On y retrouve les grands axes concernant la gouvernance, l’encadrement et l’aide à la création, la valorisation du travail culturel, du patrimoine, des centres culturels de région, l’accessibilité et l’export. À chaque thématique correspond un calendrier qui commence généralement par une analyse de l’existant, un inventaire des besoins et une étude de faisabilité, et qui s’étire jusqu’en 2028.

Jo Kox nous donne son point de vue et ses espoirs.

Monsieur Kox, comment les choses ont-elles évolué depuis la première version du plan?

«Tout le monde a évolué: l’auteur, le ministère de la Culture, les acteurs de terrain. On n’est plus dans la revendication, mais dans la construction. Tout le monde a eu le temps de prendre connaissance du document. Les différents commentaires et prises de position m’ont aidé à repenser la rédaction du plan pour lui donner plus de corps, plus d’âme, et restructurer certains chapitres.

Avez-vous eu des surprises à la lecture des commentaires? Des choses nouvelles que vous avez apprises?

«Mais la plus grosse surprise a été le ton agressif de certains commentaires. Quant à de nouvelles idées, il y en a toujours qui sont bonnes à prendre.
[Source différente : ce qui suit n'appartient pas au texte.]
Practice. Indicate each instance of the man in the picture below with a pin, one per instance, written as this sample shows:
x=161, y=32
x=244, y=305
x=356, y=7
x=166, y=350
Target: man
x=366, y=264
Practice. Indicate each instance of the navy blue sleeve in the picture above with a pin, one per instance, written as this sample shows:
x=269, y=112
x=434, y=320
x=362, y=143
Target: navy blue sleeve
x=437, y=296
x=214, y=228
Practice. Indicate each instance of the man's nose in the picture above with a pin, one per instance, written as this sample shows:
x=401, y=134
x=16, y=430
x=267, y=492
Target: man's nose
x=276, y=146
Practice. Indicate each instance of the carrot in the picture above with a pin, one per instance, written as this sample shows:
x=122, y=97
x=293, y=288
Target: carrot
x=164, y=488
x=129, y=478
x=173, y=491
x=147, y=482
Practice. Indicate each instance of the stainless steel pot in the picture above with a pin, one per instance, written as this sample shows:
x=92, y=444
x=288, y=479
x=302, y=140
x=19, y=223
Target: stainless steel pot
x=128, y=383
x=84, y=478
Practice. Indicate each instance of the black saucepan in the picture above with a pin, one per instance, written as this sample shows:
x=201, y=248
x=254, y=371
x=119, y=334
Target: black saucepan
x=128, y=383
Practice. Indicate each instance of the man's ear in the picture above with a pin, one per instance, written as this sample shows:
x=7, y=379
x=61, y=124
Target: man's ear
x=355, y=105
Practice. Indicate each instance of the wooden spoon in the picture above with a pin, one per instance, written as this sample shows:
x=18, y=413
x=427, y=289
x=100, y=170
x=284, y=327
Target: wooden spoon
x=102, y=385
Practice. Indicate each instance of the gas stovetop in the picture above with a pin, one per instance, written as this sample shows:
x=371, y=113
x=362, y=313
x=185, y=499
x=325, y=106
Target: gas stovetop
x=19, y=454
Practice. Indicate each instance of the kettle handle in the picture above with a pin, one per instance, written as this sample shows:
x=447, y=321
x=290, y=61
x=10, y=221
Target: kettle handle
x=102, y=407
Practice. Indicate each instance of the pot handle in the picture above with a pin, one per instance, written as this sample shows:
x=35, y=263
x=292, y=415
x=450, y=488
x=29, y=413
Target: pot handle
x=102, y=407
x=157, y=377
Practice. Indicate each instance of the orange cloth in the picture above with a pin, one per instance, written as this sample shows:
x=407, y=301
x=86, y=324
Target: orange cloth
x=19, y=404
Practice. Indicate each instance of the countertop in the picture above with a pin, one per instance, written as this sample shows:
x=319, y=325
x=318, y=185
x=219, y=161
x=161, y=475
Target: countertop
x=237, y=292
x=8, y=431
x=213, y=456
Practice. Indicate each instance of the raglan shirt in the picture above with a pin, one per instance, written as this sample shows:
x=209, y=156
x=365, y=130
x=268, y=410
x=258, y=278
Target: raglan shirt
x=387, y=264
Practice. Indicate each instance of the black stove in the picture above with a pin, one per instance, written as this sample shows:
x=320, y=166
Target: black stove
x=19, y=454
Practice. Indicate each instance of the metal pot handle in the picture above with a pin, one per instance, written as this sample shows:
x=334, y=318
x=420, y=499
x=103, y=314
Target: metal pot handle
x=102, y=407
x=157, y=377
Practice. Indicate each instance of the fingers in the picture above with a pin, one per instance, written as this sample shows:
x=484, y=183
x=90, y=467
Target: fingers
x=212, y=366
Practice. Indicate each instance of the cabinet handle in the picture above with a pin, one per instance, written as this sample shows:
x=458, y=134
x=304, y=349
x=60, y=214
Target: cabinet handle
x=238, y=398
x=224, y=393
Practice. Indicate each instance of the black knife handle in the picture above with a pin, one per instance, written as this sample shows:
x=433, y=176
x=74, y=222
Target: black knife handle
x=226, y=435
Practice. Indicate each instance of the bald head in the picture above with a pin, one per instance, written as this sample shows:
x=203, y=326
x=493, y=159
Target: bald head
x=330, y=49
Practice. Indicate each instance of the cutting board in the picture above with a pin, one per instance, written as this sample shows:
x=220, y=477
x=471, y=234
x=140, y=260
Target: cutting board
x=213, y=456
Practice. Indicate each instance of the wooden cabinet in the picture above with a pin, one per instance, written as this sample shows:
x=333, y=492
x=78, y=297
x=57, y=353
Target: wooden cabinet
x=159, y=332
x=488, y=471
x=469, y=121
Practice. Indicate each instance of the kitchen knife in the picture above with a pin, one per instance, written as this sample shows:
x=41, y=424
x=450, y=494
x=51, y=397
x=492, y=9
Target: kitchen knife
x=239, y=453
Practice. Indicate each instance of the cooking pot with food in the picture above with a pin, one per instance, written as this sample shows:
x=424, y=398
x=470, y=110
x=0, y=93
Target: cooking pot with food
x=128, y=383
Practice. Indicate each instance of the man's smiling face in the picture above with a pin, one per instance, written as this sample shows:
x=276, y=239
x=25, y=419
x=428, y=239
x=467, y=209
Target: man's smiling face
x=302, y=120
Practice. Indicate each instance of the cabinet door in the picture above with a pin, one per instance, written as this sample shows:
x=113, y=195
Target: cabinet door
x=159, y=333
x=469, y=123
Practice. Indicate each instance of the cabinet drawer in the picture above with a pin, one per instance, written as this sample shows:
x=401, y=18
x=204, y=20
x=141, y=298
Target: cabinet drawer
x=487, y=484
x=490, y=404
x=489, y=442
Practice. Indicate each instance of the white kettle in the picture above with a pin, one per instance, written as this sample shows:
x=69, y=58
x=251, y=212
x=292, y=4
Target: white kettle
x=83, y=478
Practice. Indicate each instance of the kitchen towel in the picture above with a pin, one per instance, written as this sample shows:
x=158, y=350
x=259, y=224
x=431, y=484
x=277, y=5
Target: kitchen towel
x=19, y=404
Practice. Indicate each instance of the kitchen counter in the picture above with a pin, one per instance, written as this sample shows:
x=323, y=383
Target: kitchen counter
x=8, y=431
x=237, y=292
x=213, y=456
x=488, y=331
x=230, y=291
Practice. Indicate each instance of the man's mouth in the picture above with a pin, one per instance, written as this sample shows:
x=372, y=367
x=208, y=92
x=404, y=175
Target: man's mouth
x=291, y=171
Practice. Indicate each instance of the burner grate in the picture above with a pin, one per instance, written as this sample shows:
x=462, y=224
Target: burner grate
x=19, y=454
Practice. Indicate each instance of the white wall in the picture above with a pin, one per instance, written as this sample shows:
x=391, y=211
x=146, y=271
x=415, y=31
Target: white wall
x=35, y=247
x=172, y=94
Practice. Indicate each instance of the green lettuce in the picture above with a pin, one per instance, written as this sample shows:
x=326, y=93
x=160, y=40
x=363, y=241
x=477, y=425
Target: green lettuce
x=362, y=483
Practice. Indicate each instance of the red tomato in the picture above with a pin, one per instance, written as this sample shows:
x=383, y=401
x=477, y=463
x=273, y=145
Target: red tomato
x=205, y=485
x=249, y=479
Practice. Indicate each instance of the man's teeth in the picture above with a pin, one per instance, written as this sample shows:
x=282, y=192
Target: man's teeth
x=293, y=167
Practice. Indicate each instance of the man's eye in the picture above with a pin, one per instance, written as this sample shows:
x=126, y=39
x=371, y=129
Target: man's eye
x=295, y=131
Quelles sont maintenant les prochaines étapes?

«C’est au prochain gouvernement de jouer. Il faudra qu’ils inscrivent une ligne dans le programme de coalition: ‘Mettre en œuvre le plan culturel’. Ensuite le nouveau ministre de la Culture, ou la nouvelle ministre, devra déterminer les priorités et se donner les moyens de les mettre en œuvre.

Vous avez parlé de lobby. Comment les acteurs culturels pourront-ils faire pression?

«Il faut que tous les acteurs se concertent et travaillent ensemble. Il y a trop de déclarations, de paroles, mais pas assez de documentation, d’écrits, de partage de ressources. Il faut diffuser les bonnes pratiques, se servir des plates-formes existantes.

1%, oui, c’est une évidence. Pourquoi ne pas aller plus loin? Personne ne s’offusque que Trump demande 4% pour les efforts de défense.

Jo Kox, auteur du plan de développement culturel

Tous les partis semblent être d’accord pour augmenter le budget de la culture au fameux 1%. Les choses sont-elles gagnées?

«1%, oui, c’est une évidence. Pourquoi ne pas aller plus loin? Personne ne s’offusque que Trump demande 4% pour les efforts de défense. Il y a des secteurs qui ont dramatiquement besoin de plus de moyens, comme la danse, le théâtre ou la littérature. Il faudra voir si on augmente l’ensemble ou si on alloue moins de moyens à certains secteurs.

Parmi tous les axes, quelle est la priorité des priorités?

(Longue réflexion) «Il faut que le ministère de la Culture se réorganise, se restructure, pour que chacun puisse développer ses talents et ses compétences, et surtout avoir un vrai lien avec le terrain. Il faut arrêter de considérer que donner une aide est un problème, c’est leur mission que de soutenir le secteur, il y a moyen de le faire dans la joie.»